The granulomas are usually small, loose, and poorly defined consisting of epithelioid histiocytes surrounded by lymphocytes. Multinucleate giant cells are present which can be of Langhans type. Features of edema of the corium with dilated lymphatic and blood vessels and nonspecific inflammatory infiltrate is exclusively present in all cases of OFG [8]. In the present case the connective tissue component was fibrovascular with dilated blood and lymph vessels, which correlates with the ultrasonography findings.

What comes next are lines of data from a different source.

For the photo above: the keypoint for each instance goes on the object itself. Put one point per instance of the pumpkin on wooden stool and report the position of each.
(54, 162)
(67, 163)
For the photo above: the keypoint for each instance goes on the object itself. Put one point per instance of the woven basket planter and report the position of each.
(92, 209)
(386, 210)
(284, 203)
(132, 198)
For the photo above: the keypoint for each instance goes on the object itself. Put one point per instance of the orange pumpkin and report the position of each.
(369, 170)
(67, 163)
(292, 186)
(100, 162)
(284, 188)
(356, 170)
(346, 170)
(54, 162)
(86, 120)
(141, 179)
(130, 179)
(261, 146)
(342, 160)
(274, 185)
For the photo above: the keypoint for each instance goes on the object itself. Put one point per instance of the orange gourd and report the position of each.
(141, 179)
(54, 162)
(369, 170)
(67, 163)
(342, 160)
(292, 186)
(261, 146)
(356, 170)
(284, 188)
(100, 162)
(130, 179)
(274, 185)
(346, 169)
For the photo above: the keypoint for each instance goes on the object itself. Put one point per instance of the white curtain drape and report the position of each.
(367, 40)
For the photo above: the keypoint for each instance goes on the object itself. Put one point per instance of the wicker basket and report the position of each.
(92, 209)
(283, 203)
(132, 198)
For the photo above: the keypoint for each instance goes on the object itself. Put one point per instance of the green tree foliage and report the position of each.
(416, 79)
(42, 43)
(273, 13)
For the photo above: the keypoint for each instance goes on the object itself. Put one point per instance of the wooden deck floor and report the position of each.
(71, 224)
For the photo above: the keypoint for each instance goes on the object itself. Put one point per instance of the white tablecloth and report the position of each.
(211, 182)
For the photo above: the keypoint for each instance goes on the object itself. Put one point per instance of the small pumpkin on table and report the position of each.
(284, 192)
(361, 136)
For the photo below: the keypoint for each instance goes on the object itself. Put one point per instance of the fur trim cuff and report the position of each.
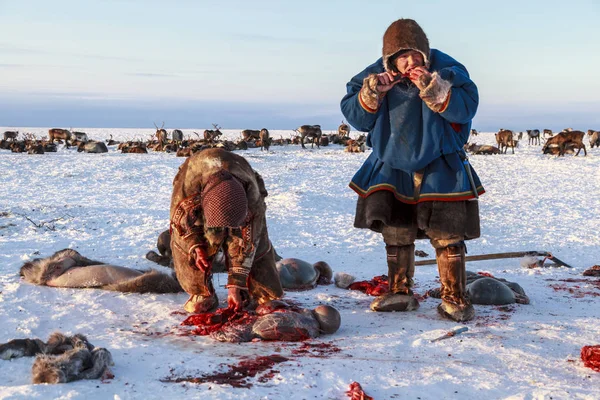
(436, 93)
(369, 97)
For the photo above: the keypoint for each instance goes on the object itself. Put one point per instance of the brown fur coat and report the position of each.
(187, 229)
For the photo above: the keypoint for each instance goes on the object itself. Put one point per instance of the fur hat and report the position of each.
(224, 201)
(404, 34)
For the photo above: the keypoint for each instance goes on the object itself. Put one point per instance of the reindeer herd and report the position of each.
(566, 141)
(177, 143)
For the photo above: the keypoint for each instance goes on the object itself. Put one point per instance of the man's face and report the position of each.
(409, 60)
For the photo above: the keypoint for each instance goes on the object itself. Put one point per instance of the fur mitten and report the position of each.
(436, 93)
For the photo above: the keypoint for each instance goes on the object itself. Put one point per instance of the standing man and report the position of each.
(417, 104)
(218, 202)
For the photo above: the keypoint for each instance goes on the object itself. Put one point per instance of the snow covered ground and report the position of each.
(112, 207)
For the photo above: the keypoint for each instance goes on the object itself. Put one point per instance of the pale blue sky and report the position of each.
(278, 64)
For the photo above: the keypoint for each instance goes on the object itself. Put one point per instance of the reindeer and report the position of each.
(12, 135)
(57, 133)
(265, 139)
(504, 138)
(594, 138)
(250, 135)
(343, 130)
(211, 135)
(161, 133)
(177, 135)
(312, 131)
(111, 142)
(474, 148)
(92, 146)
(534, 136)
(79, 136)
(563, 140)
(133, 147)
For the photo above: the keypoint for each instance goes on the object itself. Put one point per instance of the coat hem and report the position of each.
(460, 196)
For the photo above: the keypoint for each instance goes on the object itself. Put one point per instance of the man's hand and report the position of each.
(234, 299)
(386, 81)
(202, 261)
(420, 77)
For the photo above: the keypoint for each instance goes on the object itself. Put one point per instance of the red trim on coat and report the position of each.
(446, 102)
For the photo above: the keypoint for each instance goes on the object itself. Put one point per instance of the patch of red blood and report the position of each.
(319, 350)
(356, 392)
(590, 355)
(238, 374)
(420, 298)
(207, 323)
(375, 287)
(592, 271)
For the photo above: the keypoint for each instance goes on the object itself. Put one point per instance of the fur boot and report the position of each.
(201, 304)
(453, 276)
(401, 269)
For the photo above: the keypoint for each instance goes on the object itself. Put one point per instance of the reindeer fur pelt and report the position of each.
(150, 282)
(62, 359)
(41, 270)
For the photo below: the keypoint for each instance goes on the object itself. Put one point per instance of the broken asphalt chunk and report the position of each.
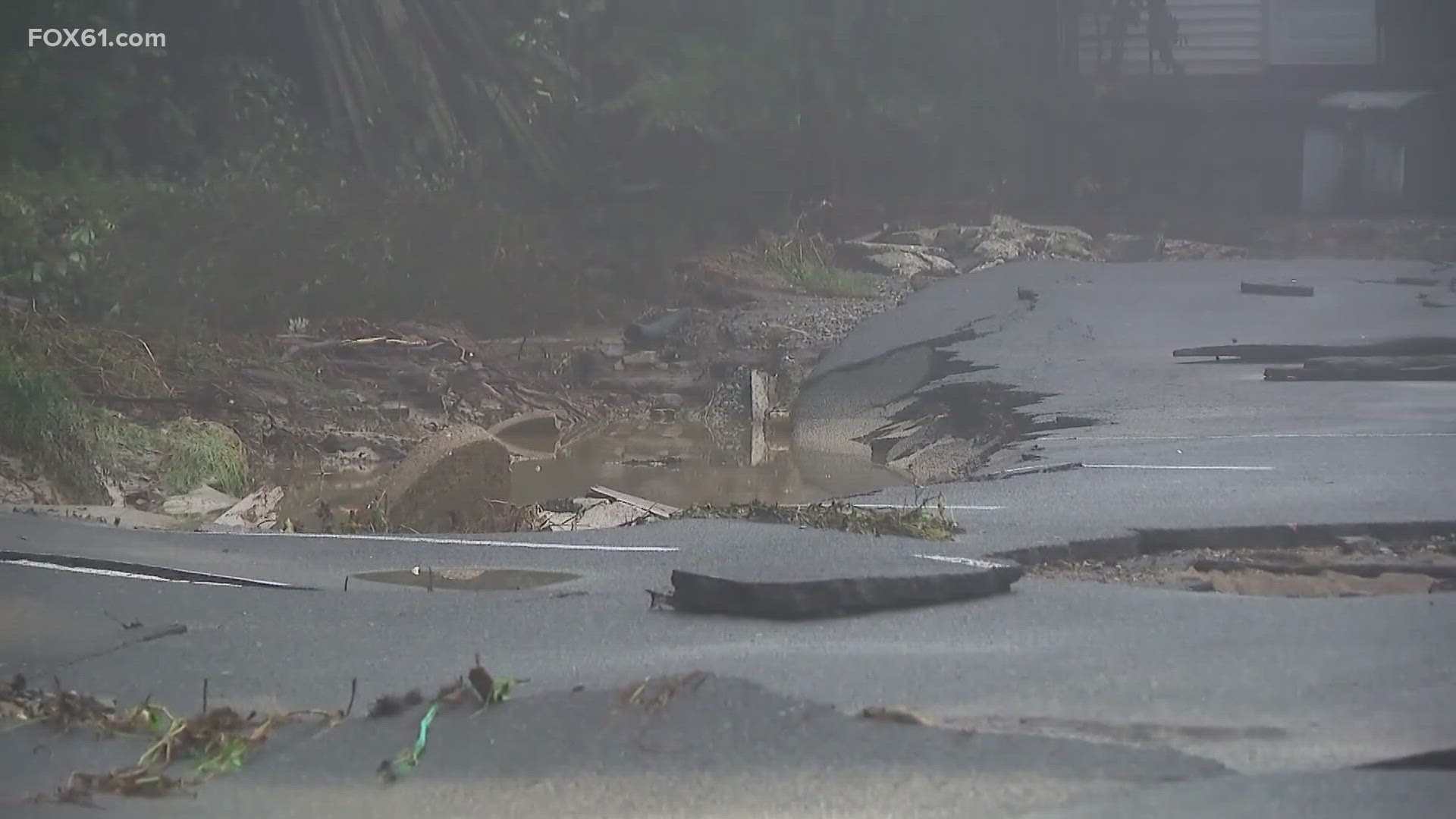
(702, 594)
(1274, 289)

Al Johani et al. [8] from their study suggested a therapeutic ladder based on the severity of the swelling. Mild swellings were to be treated with topically applied steroids or immunosuppressants, moderate and severe swellings were to be treated with a combination of intralesional and systemic steroids as a first line of treatment. Keeping this in mind, we categorized our patient into a swelling of moderate severity and used a combination of topical and intralesional steroids. We postponed the use of systemic steroids, to avoid its adverse effects. Treatment protocol as suggested by El Hakim and Chauvin [9] was followed where the lip was divided into 4 parts and injected with 0.1 ml of Triamcinolone acetonide (10 mg/ml) on a weekly basis. We also suggest the use of lidocaine without epinephrine (1 part) with the intralesional steroid (1 part). We found that it improved patient compliance significantly. Other treatment modalities which have been tried with variable success include hydroxychloroquine, antihistamines [10] and antimicrobials [11–13]. In this case, significant response to therapy in terms of reduction in size of the lip swelling was observed in the second week. Complete resolution was observed at the end of 5 weeks of therapy (Fig. 6), after which the patient was followed up for a year, during which no recurrence was observed.
Fig. 6.

Patient at 6 week follow-up
Conclusions
Orofacial granulomatosis remains a disease with a wide spectrum of presentations. With increasing reports regarding this entity, it should be considered as one of the differentials in diagnosing facial swellings. As in our case, it poses a significant psychological problem to the patient due to facial disfigurement. The fact that the swelling remained undiagnosed for almost 8 months indicates that familiarity with this pathology is limited. The presented report also highlights the application of ultrasonography as an aid in diagnosis.
Conflict of interest
The authors declare no conflict of interest.